Let dough rest for 10 minutes, then repeat the folding process 2-3 times at 10-minute intervals, until dough has developed enough strength and shows resistance to folding. It will still be a little sticky.
Cover bowl tightly with plastic wrap and place in refrigerator overnight (no need to de-chill).
|After 2 sets of folds the dough looks quite smooth already|
Preheat oven to 475ºF/250ºC, (including steaming device). Adjust rack to middle position.
Place cold dough (it will still be sticky) on lightly floured work surface. Dust top with a little flour, and divide into 3 equal sized pieces (about 304 g). Shape into rounds.
|Divide dough in 3 equal pieces and shape into rounds|
Place breads, seam-side down, on parchment lined baking sheet. Mist with oil (or mist plastic foil cover with oil) and cover with plastic wrap. Let rest for 45 minutes, or until they are a bit puffed and a dimple, poked with your finger into the dough, remains visible.
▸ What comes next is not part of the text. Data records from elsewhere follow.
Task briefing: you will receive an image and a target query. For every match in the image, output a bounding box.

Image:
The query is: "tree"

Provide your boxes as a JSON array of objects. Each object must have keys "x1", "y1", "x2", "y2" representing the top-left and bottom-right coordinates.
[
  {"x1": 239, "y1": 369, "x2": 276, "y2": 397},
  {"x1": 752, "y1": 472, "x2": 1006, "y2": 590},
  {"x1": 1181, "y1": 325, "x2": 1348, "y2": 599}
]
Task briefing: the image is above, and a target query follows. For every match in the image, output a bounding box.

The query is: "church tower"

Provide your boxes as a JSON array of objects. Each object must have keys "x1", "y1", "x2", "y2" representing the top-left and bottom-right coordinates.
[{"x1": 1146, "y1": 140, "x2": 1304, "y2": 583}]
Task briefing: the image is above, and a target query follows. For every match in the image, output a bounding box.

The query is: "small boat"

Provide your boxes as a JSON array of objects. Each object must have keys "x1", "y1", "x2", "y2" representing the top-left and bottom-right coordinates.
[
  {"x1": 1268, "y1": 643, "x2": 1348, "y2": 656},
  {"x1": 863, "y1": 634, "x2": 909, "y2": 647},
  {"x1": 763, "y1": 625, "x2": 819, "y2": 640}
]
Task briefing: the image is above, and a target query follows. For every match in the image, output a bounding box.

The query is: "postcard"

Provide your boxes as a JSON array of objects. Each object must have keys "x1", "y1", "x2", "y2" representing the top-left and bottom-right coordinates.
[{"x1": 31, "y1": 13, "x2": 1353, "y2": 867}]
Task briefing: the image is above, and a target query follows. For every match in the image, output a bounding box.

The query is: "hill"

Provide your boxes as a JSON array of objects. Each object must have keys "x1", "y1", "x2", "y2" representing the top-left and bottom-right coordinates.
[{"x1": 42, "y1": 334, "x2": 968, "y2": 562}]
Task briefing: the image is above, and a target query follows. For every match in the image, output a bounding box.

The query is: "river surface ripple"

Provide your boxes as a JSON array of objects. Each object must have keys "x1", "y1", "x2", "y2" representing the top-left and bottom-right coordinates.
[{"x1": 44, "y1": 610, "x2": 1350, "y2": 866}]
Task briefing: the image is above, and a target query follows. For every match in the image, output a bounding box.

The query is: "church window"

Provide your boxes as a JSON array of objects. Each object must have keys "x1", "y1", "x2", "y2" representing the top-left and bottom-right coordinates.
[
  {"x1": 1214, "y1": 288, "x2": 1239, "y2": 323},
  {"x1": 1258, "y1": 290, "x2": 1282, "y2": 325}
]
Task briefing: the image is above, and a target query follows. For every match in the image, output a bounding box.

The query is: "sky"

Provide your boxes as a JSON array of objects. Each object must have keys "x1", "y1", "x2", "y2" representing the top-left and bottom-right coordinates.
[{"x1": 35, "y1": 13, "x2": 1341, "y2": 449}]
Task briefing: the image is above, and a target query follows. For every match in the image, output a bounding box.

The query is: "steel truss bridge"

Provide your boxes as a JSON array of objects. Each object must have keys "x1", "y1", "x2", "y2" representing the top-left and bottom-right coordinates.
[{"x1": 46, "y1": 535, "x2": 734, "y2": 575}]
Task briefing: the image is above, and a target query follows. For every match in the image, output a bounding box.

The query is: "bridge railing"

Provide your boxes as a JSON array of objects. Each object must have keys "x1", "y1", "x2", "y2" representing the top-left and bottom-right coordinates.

|The moon outline must be deeply imprinted into the dough|
Lightly oil the rim of the glass or plastic tub. Press down deep (almost to the bottom) into the dough (breads will spread and flatten.)
|I tried to create different “stages of the solar eclipse”|
Mist breads with water. Using a teaspoon, carefully sprinkle with black sesame (moon shadow) and white sesame (sun.)
Bake breads, with steam, for 10 minutes. Remove steam pan, and reduce temperature to 450ºF/230ºC. Bake for another 10 – 13 minutes, or until breads are golden brown and register at least 200ºF/93ºC.
Let breads cool on a wire rack. (When cooled, they can be frozen, wrapped individually in foil, and placed in a freezer bag. Let come to room temperature, mist with water and re-crisp in the oven at 375ºF/190ºC).